January 22, 2013
In order for clarity to emerge on the debt ceiling debate, three false claims must be addressed, say David Rivkin, Jr., and Lee Casey, both former members of the Reagan and Bush senior administrations.
Myth one: If Congress refuses to raise the debt ceiling limit, it will trigger a default.
- Section 4 of the 14th Amendment states that Congress cannot question the validity of public debt.
- Originally intended to guarantee debts incurred by the federal government after the Civil War, the Supreme Court affirmed Section 4's modern meaning in 1935.
- Even if the debt ceiling isn't raised, the government must pay its creditors.
- With more than $200 billion in tax revenue per month, the government can easily cover its bills and should be able to stave off any negative consequences for our credit rating.
Myth two: The debt ceiling must be raised to cover spending on entitlement programs such as Medicare and Social Security.
- Medicare and Social Security are not considered obligated debts under the 14th Amendment.
- Indeed, the wording of Section 4 was purposefully crafted to include the word "debts" but not "obligations."

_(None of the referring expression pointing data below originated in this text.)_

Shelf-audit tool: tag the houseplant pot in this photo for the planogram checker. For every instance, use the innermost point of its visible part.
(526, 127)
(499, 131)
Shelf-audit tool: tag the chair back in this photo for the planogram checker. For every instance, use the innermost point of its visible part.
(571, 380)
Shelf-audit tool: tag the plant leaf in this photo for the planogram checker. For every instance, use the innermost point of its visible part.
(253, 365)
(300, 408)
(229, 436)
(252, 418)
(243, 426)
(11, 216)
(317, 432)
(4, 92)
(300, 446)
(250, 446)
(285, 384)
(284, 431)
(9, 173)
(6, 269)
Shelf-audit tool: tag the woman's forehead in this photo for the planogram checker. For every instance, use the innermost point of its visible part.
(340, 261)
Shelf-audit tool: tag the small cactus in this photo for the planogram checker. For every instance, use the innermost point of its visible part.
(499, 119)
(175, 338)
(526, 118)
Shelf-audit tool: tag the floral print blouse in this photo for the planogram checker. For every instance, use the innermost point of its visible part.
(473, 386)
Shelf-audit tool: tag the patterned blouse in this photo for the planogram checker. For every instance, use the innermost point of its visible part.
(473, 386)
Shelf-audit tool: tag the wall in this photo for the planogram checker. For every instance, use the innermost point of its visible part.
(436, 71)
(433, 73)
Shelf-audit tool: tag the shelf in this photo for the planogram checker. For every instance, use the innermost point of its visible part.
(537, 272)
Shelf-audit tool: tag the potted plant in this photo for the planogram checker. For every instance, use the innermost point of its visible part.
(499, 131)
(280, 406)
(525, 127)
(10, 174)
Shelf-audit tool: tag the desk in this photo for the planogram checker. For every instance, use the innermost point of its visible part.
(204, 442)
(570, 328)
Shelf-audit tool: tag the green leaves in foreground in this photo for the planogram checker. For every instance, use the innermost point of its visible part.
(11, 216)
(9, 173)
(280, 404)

- The distinction between the two was recognized by the Supreme Court in Flemming v. Nestor (1960) which ruled that Congress had the ability to modify Social Security benefits.
- Thus, Congress has no legal or constitutional responsibility to cover the bill for entitlements.
Myth three: The president has the power to unilaterally raise the debt ceiling with powers granted to him by Section 4 of the 14th Amendment.
- Congress, not the president, is vested with the authority to raise taxes, borrow money and direct expenses.
- Since the debt ceiling is not mentioned in the Constitution, nor is the president's authority to raise it, only Congress could permit the president to raise the debt ceiling on his own.
With these three facts in mind, Congress failing to raise the debt ceiling would trigger major spending cuts so the government could cover its bills. Dispelling these myths is important if the American public is to get behind the necessary reductions in spending that President Obama opposes.